Seattle Cancer Care Alliance, Seattle, WA
Eve T. Rodler , Julie Gralow , Brenda F. Kurland , Melissa Griffin , Rosa Yeh , John A. Thompson , Peggy Porter , Elizabeth M. Swisher , Vijayakrishna K. Gadi , Larissa A. Korde , Hannah M. Linden , Georgiana Kehr Ellis , Stacie Peacock Shepherd , Vincent L. Giranda , Xiaoyu Chai , Jeannette Hammond , Reina Hibbert , Bojana Askovich , Jennifer M. Specht
Background: Poly(ADP-ribose) polymerase inhibitors (PARPi) have activity in tumors with DNA repair defects, including BRCA 1/2 deficient cancers. CP is synergistic with the PARPi veliparib in xenografts, and has anti-tumor activity in TNBC and BRCA1 deficient breast cancer. VNR shows preclinical synergy with CP and the combination has efficacy in metastatic breast cancer (MBC). We hypothesize that veliparib combined with CP and VNR is active in TNBC and will be most effective in tumors with DNA repair defects. Methods: To determine maximum tolerated dose (MTD), pharmacokinetic (PK) and pharmacodynamic profiles, and anti-tumor activity, patients (pts) with TNBC and/or BRCA1/2+ MBC received CP 75 mg/m2 day 1, VNR 25 mg/m2days 1, 8 and escalating doses of veliparib (V) orally BID days 1-14, every 21 days for 6-10 cycles followed by maintenance V. Results: 45 pts enrolled in 9 cohorts.
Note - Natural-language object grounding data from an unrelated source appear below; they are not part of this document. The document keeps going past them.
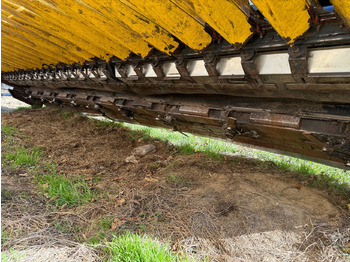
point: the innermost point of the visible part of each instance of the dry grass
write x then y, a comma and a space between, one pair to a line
211, 210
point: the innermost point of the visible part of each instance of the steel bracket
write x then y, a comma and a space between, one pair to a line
298, 62
249, 67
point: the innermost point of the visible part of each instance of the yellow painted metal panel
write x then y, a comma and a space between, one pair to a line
34, 52
54, 49
109, 33
342, 7
27, 58
18, 61
5, 67
27, 44
29, 21
82, 38
172, 18
222, 15
132, 21
290, 18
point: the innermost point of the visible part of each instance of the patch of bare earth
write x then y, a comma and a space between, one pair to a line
222, 211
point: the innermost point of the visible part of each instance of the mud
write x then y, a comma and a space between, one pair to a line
208, 208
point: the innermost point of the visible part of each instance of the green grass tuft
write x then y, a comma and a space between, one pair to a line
68, 114
136, 248
8, 130
186, 149
62, 190
23, 157
23, 108
106, 124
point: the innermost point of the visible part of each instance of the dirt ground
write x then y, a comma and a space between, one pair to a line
220, 211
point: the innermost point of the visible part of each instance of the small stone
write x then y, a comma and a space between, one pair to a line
131, 159
143, 150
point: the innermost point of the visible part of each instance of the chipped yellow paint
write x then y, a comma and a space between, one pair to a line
17, 48
289, 18
224, 16
132, 21
170, 17
342, 7
28, 50
88, 41
27, 44
39, 42
33, 23
56, 50
26, 58
109, 33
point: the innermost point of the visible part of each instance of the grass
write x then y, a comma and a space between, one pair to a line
23, 108
137, 248
216, 149
63, 190
23, 157
8, 130
68, 114
106, 223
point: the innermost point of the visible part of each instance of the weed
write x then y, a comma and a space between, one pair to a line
4, 236
68, 114
62, 226
106, 124
213, 155
106, 223
132, 247
8, 130
176, 179
23, 157
63, 190
186, 149
5, 194
191, 143
23, 108
94, 241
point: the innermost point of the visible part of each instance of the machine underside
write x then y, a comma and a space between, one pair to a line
293, 99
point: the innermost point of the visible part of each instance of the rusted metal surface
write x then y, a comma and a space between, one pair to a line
308, 130
293, 99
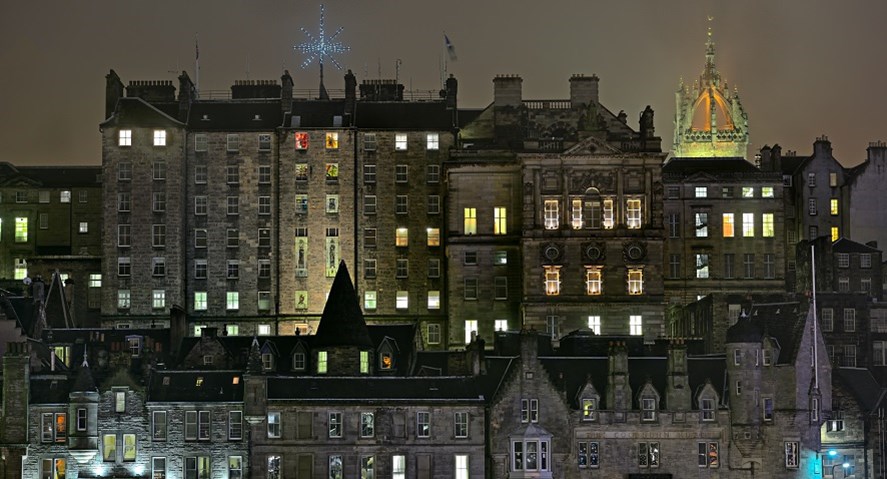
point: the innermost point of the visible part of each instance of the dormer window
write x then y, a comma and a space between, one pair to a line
648, 409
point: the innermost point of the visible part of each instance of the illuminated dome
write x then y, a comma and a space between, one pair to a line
709, 120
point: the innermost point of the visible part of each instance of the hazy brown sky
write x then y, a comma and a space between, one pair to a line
803, 67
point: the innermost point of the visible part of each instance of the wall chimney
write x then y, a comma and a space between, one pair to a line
286, 92
507, 91
583, 90
113, 92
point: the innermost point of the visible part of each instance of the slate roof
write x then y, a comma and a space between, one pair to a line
137, 112
844, 245
50, 389
181, 386
383, 389
316, 114
709, 165
238, 115
403, 115
342, 323
51, 176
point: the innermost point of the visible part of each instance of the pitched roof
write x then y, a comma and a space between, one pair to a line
196, 386
342, 323
387, 389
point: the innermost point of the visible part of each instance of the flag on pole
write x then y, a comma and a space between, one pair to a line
451, 51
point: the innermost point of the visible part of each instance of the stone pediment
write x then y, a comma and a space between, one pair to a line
592, 146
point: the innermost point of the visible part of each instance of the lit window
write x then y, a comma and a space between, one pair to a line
552, 280
633, 213
401, 237
748, 225
635, 325
433, 236
403, 300
159, 137
767, 225
594, 324
728, 225
470, 221
124, 138
158, 299
332, 141
551, 214
400, 141
200, 301
21, 229
500, 220
123, 299
635, 281
593, 281
432, 141
701, 225
609, 218
434, 300
701, 266
470, 330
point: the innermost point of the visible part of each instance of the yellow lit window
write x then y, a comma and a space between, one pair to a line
332, 141
321, 362
748, 225
500, 220
401, 237
470, 221
728, 225
608, 214
635, 281
767, 228
433, 236
552, 280
109, 447
576, 214
21, 229
551, 214
633, 213
364, 362
593, 283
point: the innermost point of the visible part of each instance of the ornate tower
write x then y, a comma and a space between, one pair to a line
709, 120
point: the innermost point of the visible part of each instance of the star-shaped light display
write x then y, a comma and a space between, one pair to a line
320, 46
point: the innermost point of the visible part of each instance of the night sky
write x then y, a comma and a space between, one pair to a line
803, 67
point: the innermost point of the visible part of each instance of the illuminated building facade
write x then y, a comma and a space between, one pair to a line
709, 119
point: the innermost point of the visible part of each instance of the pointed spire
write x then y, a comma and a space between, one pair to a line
342, 322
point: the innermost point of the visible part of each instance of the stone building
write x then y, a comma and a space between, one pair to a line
590, 222
53, 222
709, 119
724, 229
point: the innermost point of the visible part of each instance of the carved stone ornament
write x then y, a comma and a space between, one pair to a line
634, 251
594, 252
551, 252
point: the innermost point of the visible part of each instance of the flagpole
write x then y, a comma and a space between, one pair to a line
196, 66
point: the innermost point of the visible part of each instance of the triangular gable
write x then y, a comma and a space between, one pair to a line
592, 146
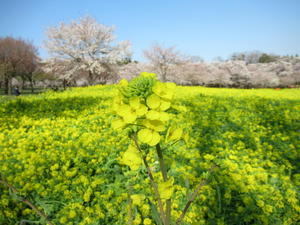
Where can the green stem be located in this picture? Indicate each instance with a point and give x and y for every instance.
(154, 185)
(163, 169)
(33, 207)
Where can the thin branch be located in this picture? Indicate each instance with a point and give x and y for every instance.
(192, 198)
(163, 169)
(154, 185)
(27, 202)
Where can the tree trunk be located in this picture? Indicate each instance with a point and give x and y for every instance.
(31, 85)
(6, 85)
(10, 85)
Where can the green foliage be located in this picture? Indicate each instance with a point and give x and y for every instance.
(265, 58)
(60, 152)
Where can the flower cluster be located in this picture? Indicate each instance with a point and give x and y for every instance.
(60, 152)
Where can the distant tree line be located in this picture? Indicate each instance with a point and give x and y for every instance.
(84, 52)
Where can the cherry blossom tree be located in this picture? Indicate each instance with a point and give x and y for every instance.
(84, 47)
(163, 58)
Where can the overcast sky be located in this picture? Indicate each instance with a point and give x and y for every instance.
(202, 28)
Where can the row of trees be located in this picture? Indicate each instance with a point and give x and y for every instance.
(18, 58)
(84, 52)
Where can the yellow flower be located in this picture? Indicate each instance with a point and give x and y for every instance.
(130, 112)
(155, 125)
(149, 137)
(132, 158)
(166, 189)
(173, 134)
(137, 199)
(157, 103)
(156, 115)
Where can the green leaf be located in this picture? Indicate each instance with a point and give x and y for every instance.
(155, 214)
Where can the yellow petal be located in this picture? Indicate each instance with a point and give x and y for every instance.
(129, 117)
(144, 135)
(164, 105)
(137, 199)
(155, 115)
(142, 110)
(153, 101)
(132, 158)
(166, 189)
(155, 139)
(117, 124)
(134, 102)
(123, 110)
(173, 134)
(156, 125)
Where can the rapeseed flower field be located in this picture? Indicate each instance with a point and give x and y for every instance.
(69, 154)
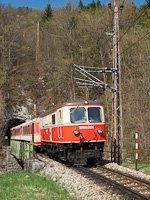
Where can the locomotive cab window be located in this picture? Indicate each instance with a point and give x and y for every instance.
(78, 114)
(94, 114)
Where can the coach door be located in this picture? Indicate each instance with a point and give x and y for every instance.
(59, 124)
(32, 132)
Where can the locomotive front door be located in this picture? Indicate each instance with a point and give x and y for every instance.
(59, 125)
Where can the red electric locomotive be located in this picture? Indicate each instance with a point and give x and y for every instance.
(74, 131)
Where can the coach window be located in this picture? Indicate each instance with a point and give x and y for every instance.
(94, 114)
(53, 119)
(78, 114)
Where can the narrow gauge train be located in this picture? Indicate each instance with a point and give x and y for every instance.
(73, 131)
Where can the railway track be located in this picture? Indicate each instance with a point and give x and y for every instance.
(128, 186)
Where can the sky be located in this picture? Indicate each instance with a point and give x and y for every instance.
(41, 4)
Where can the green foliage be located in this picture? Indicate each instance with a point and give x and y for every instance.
(98, 4)
(30, 186)
(148, 3)
(81, 6)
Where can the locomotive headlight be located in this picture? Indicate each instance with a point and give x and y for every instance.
(100, 130)
(76, 131)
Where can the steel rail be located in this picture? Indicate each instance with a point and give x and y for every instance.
(97, 177)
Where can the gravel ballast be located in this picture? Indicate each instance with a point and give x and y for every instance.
(80, 186)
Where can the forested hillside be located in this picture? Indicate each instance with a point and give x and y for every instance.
(77, 35)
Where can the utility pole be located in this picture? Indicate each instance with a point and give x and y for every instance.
(116, 131)
(37, 42)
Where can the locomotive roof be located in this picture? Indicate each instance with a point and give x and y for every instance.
(80, 102)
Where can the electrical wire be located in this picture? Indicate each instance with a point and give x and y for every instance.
(135, 43)
(133, 23)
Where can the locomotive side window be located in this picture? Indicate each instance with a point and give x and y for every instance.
(94, 114)
(78, 114)
(53, 119)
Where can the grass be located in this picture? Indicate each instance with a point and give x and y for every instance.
(30, 186)
(145, 168)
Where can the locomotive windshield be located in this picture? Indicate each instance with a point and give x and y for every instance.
(78, 114)
(94, 114)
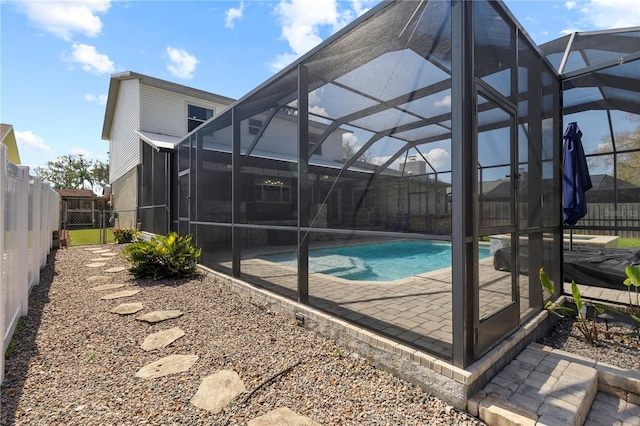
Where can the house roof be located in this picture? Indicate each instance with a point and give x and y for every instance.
(114, 89)
(76, 193)
(8, 137)
(158, 141)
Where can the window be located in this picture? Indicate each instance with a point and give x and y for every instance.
(313, 139)
(196, 116)
(272, 190)
(254, 126)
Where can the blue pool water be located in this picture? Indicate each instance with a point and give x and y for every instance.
(377, 262)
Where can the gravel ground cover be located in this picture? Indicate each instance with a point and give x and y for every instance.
(74, 363)
(612, 349)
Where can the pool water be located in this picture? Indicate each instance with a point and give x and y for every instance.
(377, 262)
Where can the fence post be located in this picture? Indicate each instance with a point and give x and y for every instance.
(3, 284)
(22, 232)
(36, 231)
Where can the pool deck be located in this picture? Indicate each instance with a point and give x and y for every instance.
(406, 325)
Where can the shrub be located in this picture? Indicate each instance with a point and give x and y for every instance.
(170, 256)
(580, 321)
(124, 235)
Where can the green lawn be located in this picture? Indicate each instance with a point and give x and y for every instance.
(629, 242)
(83, 237)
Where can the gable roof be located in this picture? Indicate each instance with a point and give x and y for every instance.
(8, 137)
(114, 89)
(76, 193)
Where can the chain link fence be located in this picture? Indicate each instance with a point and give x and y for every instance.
(89, 226)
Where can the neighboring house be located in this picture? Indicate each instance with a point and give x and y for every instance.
(145, 117)
(8, 138)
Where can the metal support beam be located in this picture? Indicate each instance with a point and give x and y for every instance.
(236, 186)
(465, 318)
(303, 184)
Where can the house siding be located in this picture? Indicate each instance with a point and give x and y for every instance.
(124, 144)
(166, 112)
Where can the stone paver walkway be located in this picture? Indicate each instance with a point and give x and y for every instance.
(541, 386)
(545, 386)
(215, 391)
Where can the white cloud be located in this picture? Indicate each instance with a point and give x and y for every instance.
(66, 18)
(100, 99)
(75, 150)
(302, 22)
(444, 102)
(604, 14)
(282, 60)
(349, 138)
(233, 15)
(90, 59)
(28, 140)
(181, 64)
(570, 5)
(438, 157)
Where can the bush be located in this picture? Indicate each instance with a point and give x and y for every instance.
(124, 235)
(172, 256)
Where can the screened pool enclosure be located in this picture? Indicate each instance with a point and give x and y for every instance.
(420, 121)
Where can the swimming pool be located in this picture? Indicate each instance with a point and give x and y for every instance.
(387, 261)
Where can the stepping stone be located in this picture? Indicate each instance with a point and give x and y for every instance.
(119, 294)
(161, 339)
(127, 309)
(168, 365)
(282, 416)
(107, 287)
(98, 279)
(218, 390)
(157, 316)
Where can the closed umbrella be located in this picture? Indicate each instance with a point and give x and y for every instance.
(576, 179)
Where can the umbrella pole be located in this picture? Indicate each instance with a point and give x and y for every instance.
(571, 239)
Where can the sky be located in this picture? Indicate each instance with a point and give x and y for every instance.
(56, 57)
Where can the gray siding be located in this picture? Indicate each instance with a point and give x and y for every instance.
(124, 145)
(166, 112)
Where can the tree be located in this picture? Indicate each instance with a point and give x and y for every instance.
(100, 173)
(628, 148)
(74, 172)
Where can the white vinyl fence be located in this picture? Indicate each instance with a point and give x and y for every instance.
(29, 213)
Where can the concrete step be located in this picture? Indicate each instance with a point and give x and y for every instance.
(540, 387)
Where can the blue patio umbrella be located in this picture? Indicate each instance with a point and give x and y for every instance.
(576, 179)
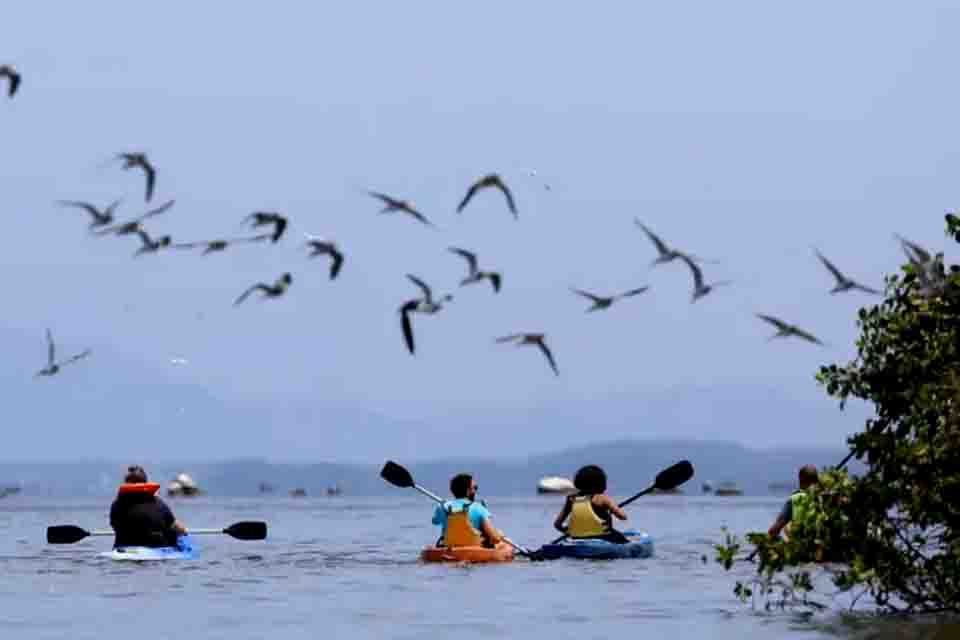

Treatment was tolerated well; MTD was not reached. 36 pts (80%) had at least 1 prior metastatic regimen (range 1-11). BRCA mutation status was: BRCA1+ (n=9); BRCA2+ (n=3); negative (n=24); unknown (n=9). BID V dose cohorts were: 20 mg (n=4); 30 mg (n=3); 40 mg (n=6); 60 mg (n=8); 80 mg (n=5 ); 120 mg (n=6); 160 mg (n=3); 200 mg (n=7); and 300 mg (n=3). DLT occurred at 40 mg BID in 1 pt with grade (gr) 4 thrombocytopenia, 60 mg BID (gr 4 neutropenia + fever, n=1), and 200 mg BID (gr 3 neutropenia + fever, n=1). Most common adverse events (AEs) were nausea, anemia, fatigue, mainly gr 1/2. Most common gr 3/4 AEs were neutropenia (n=13), anemia (n=11), thrombocytopenia (n=6). Of 38 evaluable pts, 21 (55%) responded (2 CR, 19 PR), 13 (34%) had SD, and 4 had PD, as best response. One pt with CR remains on trial for 42+ cycles. Response was 73% in BRCA 1/2+ pts (6/11 PR; 2/11 CR), 53% in BRCA1/2- pts (11/21 PR) and 33% in unknown status pts (2/6 PR). Analyses of PK and correlative predictors of response will be presented. Conclusions: Veliparib at the recommended phase II dose of 300mg BID combined with CP and VNR is well tolerated. BRCA mutation carriers and pts with sporadic TNBC, including heavily pretreated pts, responded. We plan to investigate the contribution of veliparib to cisplatin-based therapy in a randomized trial. Clinical trial information: NCT01104259.